Where am I going with this? When I wrote the vignette I thought, what the hell are you doing, man? How in the world are you going to pull this off? I pulled it off by staying completely out of my way and letting the story tell itself. Well, that is not entirely true. The vignette is layered, operates on three distinct levels: L.D.'s performance, Artaud's notions, and the historical facts the play symbolically represents. That was intentional. The last line is especially layered in nuance. Here it is.


*

The case is famous. But here again I never knew what you knew about what you could get yourself involved in.

Fransesco Cenci (1549 - 1589) was soaked too thoroughly in his patrician power. Do you remember the Polanski movie, "Chinatown", in which John Houston plays the character of an urban developer so powerful he irrigates a desert, murders a civil servant wise to his development take over, and so makes modern day Los Angeles just by channeling water resources? Do you remember how his character says he is powerful enough he can do anything with no consequence to himself? And then his daughter, played by Faye Dunnoway, who he !@#$ and gets pregnant, and watches her killed in a cop chase scene down in Chinatown while he drives away with her child by him unconsequenced.

Cenci outstripped Houston's character in lack of proportion. In this sense he might have been the first modern man. He wasn't just an opportunist. He was a man for whom will itself was reason enough to make material his will. I submit that modern man takes after Cenci. He being just a prototype, a first trial model for mass production.

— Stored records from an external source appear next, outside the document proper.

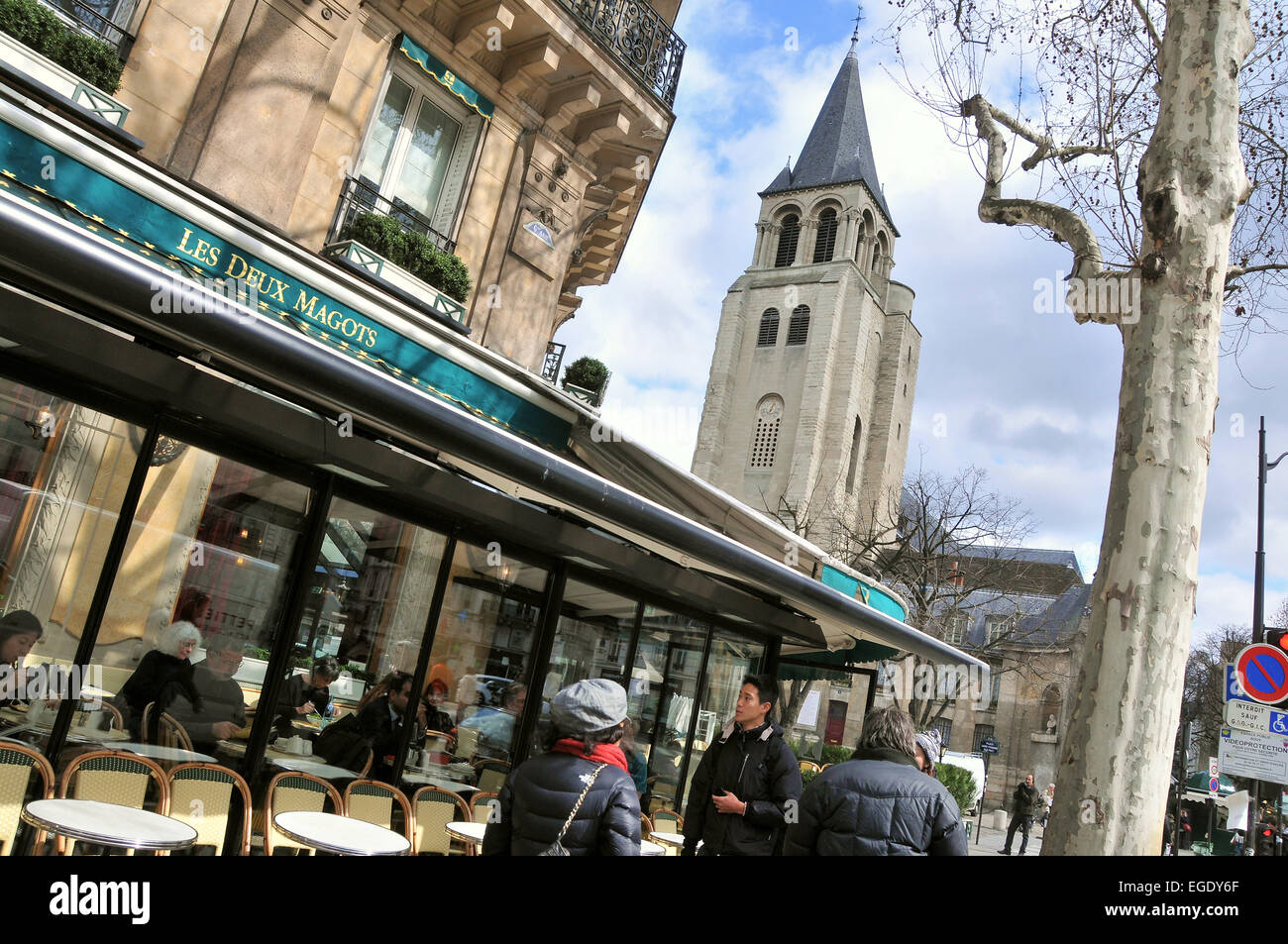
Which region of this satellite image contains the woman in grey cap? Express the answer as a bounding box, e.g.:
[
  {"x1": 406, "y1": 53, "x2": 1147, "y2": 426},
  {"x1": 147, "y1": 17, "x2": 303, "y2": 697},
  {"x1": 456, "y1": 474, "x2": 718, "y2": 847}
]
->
[{"x1": 483, "y1": 679, "x2": 640, "y2": 855}]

The legal case was circumstantial and unclear. It is likely Cenci murdered one of his sons who stood up to him. It is more likely he raped his beautiful daughter, Beatrice, time and time and time again. It is fact that Beatrice and her other brothers conspired to kill their father. I am guessing their mother knew about the conspiracy, but would plead innocent to the facts at trial, just as she had pled ignorant of her daughter’s rape.

There was a Pope involved. It seems like there is always a Pope involved in poor decisions and judgment calls. Pope Clement VIII refused a pardon of Beatrice. And so she got executed in the fashion of the day for having seen to her father's death who likely killed a son of his and who likely raped her again and again and again.

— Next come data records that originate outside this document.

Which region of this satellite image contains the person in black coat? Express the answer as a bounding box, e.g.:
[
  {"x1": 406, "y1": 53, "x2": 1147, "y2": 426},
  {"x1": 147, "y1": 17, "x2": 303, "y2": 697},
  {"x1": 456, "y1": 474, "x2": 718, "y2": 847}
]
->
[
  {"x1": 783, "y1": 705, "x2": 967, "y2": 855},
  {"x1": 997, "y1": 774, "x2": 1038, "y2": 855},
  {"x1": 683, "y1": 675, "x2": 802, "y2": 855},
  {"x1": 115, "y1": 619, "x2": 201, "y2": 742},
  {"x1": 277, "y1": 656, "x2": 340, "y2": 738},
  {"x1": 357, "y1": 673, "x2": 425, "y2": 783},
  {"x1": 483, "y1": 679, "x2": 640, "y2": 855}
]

I am getting to you, L.D. Hang with me please.

Shelley might have been the first to take up the story. He made a tragedy of it all. And tragedy it was in his eyes. And tragedy is always the final scene in the contest between prerogative and liberty. Then Artaud who took up the story. The story fitted perfectly his notions about a Theater of Cruelty. And how thin is the gossamer shield between order and disorder. And how through dance and body language the theater must again get symbolic again in action.

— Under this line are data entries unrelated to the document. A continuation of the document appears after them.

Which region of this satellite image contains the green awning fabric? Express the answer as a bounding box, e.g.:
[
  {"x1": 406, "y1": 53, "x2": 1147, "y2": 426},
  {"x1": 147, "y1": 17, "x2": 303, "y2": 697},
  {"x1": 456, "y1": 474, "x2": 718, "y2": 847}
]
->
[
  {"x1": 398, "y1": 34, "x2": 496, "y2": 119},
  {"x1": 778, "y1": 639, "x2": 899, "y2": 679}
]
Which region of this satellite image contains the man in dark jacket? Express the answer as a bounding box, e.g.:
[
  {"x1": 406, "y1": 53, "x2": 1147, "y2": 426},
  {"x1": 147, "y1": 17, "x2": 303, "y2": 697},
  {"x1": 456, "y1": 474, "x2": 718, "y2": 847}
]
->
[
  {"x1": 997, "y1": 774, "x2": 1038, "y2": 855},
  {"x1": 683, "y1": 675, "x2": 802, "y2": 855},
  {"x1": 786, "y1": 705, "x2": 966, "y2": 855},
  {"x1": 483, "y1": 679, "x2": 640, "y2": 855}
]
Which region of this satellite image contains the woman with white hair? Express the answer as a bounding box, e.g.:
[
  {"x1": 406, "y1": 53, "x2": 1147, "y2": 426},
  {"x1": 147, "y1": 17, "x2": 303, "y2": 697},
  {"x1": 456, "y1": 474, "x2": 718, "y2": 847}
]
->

Now you up on the stage that night. You the dancer, one of the bravos Beatrice and her brothers hire to commit parricide. You in your body speech playing out the stylized body speak of father-murder. I see you this night the way I saw you then, back in the fall of '75, when you were a dancer and you were a murderer, when you were on the stage stylized. You dressed in black and dancing, appearing once, then twice in the back space like a slowly building suggestion, then a third time, only now, leaning your body into the act of parricide, no longer just a suggestion. You, my sweet friend. You the father killer. And the acts of murder before you and after you that you stylized. In black. In dance movement. In act.

Seriously, man. Did you ever reckon, even once in your sweet life, with all you could get yourself involved in?